Ce guide place les deux voies côte à côte, avec les règles réellement applicables en Allemagne. Les chiffres prudentiels proviennent de la décision générale de la BaFin relative aux contrats sur différence, les chiffres fiscaux de la loi allemande relative à l’impôt sur le revenu dans sa version en vigueur. Une appréciation finale indique quel produit convient à quel profil d’investisseur.

Qu’est-ce qu’un CFD crypto et que possédez-vous réellement ?

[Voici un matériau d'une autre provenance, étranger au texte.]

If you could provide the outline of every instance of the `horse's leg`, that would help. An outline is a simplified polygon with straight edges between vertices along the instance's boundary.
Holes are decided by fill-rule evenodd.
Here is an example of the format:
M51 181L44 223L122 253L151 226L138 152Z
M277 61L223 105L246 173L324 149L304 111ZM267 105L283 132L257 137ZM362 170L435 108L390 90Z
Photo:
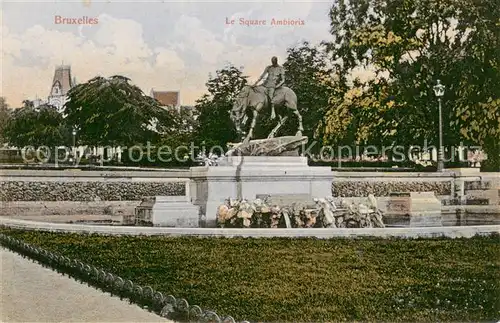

Un contract for difference, en abrégé CFD, est un contrat conclu entre vous et un prestataire sur la différence entre le cours à l’ouverture et le cours à la clôture d’une position. Si le cours évolue dans votre sens, le prestataire vous verse la différence ; s’il évolue contre vous, c’est vous qui payez. La valeur de référence, appelée sous-jacent dans le jargon, n’est jamais transférée. Un CFD crypto sur le Bitcoin vous procure donc une exposition au cours, mais aucun bitcoin.

Deux notions déterminent la taille d’une telle position. La valeur nominale est la contre-valeur totale sur laquelle porte le contrat. La marge initiale est le montant que vous devez vous-même verser pour que la position soit ouverte. Le rapport entre les deux donne le levier : verser dix pour cent de la valeur nominale revient à négocier avec un levier de 10:1.

L’achat direct fonctionne autrement. Vous virez des fonds vers une bourse de cryptoactifs, vous y achetez le cryptoactif et celui-ci est porté au crédit de votre compte. De là, vous pouvez le retirer vers un portefeuille dont vous conservez vous-même les clés. Aucun levier n’existe sur cette voie tant que vous n’empruntez rien ; vous ne pouvez perdre que ce que vous avez engagé.

Pourquoi le levier des CFD crypto s’arrête à 2:1 en Allemagne

Pour les investisseurs de détail, l’Allemagne applique un plafond strict, et il est plus sévère pour les cryptomonnaies que pour toute autre classe d’actifs. Le texte de référence est la décision générale de la BaFin du 23 juillet 2019 (référence VBS 7-Wp 5427-2018/0057), prise sur le fondement de l’article 42 du règlement européen MiFIR. Cette décision interdit la commercialisation de CFD auprès des investisseurs de détail et n’en excepte que les contrats satisfaisant à une série de conditions protectrices.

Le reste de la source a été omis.